Davaya konu—- sayılı dosyasının incelenmesinde, davacı banka tarafından davalılar hakkında kullandırılan kredilerden kaynaklı toplam —- alacağın tahsili için genel haciz yolu ile icra takibi yapıldığı, davalının yasal süresi içerisinde takibe, imzaya, borca, işlemiş ve işleyecek faize ve faiz oranlarına itiraz ettiği ve takibin durduğu görülmüştür.
Dosyada mevcut—— nolu düzenlenme şeklinde alacak, devir/temlik sözleşmesine istinaden dava konusu kredi alacağının —- devir ve temlik edildiği görülmüştür.

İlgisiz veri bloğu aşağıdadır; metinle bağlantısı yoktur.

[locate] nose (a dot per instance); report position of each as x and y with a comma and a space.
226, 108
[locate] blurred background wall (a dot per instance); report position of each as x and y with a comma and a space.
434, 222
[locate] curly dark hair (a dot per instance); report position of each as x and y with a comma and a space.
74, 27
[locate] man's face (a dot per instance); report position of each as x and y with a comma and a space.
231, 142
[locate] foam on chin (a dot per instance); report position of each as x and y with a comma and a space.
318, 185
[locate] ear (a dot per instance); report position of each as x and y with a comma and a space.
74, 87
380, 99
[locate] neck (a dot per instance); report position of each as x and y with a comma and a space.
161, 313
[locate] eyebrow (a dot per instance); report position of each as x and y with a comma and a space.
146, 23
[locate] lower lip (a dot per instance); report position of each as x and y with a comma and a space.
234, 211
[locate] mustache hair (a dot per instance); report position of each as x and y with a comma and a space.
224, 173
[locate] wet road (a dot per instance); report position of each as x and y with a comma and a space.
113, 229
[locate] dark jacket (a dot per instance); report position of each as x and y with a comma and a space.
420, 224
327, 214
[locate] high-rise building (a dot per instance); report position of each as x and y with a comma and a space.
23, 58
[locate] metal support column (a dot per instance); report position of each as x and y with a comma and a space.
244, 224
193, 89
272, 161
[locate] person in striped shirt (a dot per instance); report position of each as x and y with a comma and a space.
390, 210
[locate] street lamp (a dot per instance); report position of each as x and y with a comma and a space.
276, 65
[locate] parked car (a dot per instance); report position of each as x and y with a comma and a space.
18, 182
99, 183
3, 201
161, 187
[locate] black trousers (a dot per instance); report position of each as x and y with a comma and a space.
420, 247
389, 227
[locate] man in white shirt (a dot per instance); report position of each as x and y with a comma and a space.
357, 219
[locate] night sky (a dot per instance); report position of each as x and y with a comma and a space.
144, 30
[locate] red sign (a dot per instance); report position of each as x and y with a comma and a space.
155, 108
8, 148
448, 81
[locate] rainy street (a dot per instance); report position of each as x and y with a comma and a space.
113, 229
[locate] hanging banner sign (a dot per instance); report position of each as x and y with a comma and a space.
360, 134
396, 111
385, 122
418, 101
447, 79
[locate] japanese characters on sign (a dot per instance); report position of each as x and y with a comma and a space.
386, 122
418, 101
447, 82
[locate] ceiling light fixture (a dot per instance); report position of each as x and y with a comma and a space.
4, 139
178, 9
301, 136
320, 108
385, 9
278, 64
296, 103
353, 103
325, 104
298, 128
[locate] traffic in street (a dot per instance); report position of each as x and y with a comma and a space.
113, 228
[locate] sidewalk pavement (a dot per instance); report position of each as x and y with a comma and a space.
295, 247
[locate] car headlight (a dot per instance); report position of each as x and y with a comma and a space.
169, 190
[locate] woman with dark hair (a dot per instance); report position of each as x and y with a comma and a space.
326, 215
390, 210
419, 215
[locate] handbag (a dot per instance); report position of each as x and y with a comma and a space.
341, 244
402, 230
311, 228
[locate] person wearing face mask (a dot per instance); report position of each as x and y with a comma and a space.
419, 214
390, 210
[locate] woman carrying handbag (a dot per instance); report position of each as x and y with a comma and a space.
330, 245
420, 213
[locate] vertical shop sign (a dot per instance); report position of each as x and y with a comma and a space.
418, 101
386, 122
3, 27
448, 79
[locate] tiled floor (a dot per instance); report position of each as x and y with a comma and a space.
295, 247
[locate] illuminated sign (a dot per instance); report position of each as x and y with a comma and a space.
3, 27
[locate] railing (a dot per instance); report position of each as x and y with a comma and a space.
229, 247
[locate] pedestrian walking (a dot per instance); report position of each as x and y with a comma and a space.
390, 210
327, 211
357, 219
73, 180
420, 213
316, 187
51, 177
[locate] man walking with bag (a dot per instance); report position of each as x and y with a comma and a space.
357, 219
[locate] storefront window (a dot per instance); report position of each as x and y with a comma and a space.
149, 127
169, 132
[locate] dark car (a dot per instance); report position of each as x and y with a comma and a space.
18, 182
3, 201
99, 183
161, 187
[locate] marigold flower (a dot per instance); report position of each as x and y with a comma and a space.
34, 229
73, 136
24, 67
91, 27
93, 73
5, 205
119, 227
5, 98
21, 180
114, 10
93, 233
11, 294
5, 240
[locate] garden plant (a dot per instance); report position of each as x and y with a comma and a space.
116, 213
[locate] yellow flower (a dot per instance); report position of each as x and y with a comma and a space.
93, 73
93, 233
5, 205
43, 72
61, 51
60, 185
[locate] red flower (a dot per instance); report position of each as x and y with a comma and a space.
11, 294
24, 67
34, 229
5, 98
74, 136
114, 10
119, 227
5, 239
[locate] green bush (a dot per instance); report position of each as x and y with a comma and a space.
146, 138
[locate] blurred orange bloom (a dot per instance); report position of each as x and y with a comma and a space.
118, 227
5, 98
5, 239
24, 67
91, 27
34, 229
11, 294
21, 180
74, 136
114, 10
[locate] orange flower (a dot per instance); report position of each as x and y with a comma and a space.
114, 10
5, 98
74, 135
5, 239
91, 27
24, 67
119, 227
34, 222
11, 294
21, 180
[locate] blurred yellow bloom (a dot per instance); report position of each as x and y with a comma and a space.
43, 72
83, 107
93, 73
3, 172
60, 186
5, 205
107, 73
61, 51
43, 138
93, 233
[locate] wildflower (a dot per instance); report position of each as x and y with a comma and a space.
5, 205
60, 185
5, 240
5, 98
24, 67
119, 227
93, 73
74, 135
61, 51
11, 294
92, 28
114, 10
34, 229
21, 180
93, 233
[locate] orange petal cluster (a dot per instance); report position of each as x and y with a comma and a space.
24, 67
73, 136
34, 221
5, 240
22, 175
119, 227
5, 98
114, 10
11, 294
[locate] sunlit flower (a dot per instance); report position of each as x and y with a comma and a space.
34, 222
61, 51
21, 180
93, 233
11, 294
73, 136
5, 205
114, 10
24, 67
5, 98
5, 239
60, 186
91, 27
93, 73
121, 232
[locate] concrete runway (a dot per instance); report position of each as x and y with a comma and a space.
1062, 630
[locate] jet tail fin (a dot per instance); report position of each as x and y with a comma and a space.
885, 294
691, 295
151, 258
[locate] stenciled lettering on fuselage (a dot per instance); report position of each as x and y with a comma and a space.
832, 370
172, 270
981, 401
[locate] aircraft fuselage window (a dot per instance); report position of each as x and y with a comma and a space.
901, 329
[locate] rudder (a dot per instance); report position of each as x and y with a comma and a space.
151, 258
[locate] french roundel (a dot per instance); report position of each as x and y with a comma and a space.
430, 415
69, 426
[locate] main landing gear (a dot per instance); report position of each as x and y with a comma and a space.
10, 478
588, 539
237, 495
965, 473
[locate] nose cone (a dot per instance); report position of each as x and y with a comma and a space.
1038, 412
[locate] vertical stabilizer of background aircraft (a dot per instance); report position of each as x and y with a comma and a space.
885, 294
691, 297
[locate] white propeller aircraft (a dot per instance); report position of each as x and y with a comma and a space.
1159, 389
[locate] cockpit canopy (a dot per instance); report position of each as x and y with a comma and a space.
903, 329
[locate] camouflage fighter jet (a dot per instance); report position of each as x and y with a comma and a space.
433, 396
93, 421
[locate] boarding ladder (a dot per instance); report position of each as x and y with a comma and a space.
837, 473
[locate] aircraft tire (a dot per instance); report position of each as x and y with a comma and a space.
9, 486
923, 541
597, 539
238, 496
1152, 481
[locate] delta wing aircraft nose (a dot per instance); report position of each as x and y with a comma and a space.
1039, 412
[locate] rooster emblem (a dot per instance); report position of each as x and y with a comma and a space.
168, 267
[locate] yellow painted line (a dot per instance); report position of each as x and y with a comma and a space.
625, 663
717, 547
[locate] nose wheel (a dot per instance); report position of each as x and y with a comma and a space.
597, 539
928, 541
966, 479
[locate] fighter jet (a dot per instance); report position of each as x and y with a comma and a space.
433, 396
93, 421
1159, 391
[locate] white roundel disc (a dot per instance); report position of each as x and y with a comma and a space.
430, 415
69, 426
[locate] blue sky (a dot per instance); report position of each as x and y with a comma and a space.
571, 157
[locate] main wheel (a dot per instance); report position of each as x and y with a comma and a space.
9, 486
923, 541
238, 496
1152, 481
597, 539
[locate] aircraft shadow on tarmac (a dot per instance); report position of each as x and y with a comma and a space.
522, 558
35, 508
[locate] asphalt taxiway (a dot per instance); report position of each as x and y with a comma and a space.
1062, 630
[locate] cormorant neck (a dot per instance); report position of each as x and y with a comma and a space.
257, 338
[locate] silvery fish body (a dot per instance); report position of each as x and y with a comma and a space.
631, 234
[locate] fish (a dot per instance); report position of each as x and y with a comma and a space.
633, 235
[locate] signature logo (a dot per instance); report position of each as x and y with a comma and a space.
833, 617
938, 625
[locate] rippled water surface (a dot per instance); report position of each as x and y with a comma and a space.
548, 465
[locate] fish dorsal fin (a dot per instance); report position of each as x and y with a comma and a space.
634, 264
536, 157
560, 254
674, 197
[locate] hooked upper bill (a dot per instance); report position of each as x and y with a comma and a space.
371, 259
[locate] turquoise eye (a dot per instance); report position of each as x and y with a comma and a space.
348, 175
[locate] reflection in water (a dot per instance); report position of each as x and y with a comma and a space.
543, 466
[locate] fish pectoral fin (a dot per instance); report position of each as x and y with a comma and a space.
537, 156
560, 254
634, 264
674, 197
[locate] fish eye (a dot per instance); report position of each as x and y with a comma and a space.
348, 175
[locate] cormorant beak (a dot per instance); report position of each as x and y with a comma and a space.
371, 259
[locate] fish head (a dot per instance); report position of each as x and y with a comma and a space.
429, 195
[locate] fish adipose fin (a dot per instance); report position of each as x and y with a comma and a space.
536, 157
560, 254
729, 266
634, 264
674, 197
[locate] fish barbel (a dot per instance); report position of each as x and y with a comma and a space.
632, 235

Tarafların tüm delilleri celbolunarak dosya ve davacı bankaya ait tüm yasal defter , kayıt ve dayanak belgeler ile bilgisayar kayıtları üzerinde bankacılık konusunda uzman bilirkişi aracılığıyla inceleme yaptırılarak rapor alınmıştır. Alınan raporun dosyadaki verilere uygun , gerekçeli ve denetime açık bulunduğu anlaşılmakla, hükme esas alınmıştır.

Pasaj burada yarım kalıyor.